We need to emphasize that the studies included in this meta-analysis were conducted before July 2021. Thus, data collection was completed at a time prior to the emergence of the Omicron variant and thus, the conclusions drawn from this work involve mainly the initial Wuhan strain, Alpha, Beta and Delta (to some extent) variants. A complete treatment of the question regarding the effectiveness of antigen tests against the newly emerged Omicron variant [271] would require a study of its own, but nevertheless we might be able to highlight some of the available evidence.
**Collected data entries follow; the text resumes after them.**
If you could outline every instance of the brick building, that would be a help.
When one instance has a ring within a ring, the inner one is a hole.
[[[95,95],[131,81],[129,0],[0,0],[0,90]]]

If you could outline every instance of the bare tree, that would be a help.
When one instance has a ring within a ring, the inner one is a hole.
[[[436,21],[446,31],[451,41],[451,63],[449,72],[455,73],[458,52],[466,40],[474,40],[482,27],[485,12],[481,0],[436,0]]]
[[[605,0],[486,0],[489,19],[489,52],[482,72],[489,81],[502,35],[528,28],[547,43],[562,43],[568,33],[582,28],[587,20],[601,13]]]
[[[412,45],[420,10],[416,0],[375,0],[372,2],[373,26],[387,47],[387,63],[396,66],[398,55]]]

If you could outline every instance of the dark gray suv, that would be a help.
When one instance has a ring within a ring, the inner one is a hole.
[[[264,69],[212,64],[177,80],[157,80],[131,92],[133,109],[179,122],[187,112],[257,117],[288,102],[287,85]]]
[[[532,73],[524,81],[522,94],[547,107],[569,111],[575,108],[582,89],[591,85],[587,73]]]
Initially, there were concerns regarding the effectiveness of the tests [272], but the first report with the Abbott BinaxNow SARS-CoV-2 Rapid Antigen Assay provided evidence that it can be used efficiently [273]. Similar results were reported with another approved test (E25Bio, Inc., Cambridge, MA, USA, and Perkin Elmer, Waltham, MA, USA) in a comparison study of the Alpha, Gamma, Delta and Omicron variants [274], and for Panbio™ COVID-19 Ag Rapid Test [275]. Stanley and coworkers examined the analytical sensitivity of the Abbott BinaxNow, the AccessBio CareStart and LumiraDx antigen tests, and found that the level of detection was at least as good for Omicron as for the initial Wuhan strain [276]. Finally, Deerain and coworkers measured the sensitivity of ten different lateral flow devices against the omicron variant and found that the analytical sensitivities of these ten kits were similar for both the Delta and Omicron variants [277]. All in all, even though more studies are needed, the available evidence suggests that the currently used ATs can be used efficiently for detecting the Omicron variant and large discrepancies in sensitivity due to its spread are not expected.
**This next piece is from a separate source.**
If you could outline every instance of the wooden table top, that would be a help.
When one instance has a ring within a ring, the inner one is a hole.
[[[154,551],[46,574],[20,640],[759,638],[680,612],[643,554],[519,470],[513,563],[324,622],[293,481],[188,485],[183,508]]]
Finally, evaluation of different testing strategies in various settings is also urgently needed [278]. Moreover, the lack of an agreed, universal, standardized protocol starting from specimen collection and handling to performing and reading the test and to the way(s) that its performance is validated (rt-PCR (genes, Ct values) or cytopathic effects of virus cultures (reference virus strain) or RNA copies, etc. [140,279]) has also been revealed through our current systematic review and meta-analysis. Only in such uniform settings can accurate comparisons of methods and individual tests be performed in order to optimally track and manage SARS-CoV-2 infection in the global community.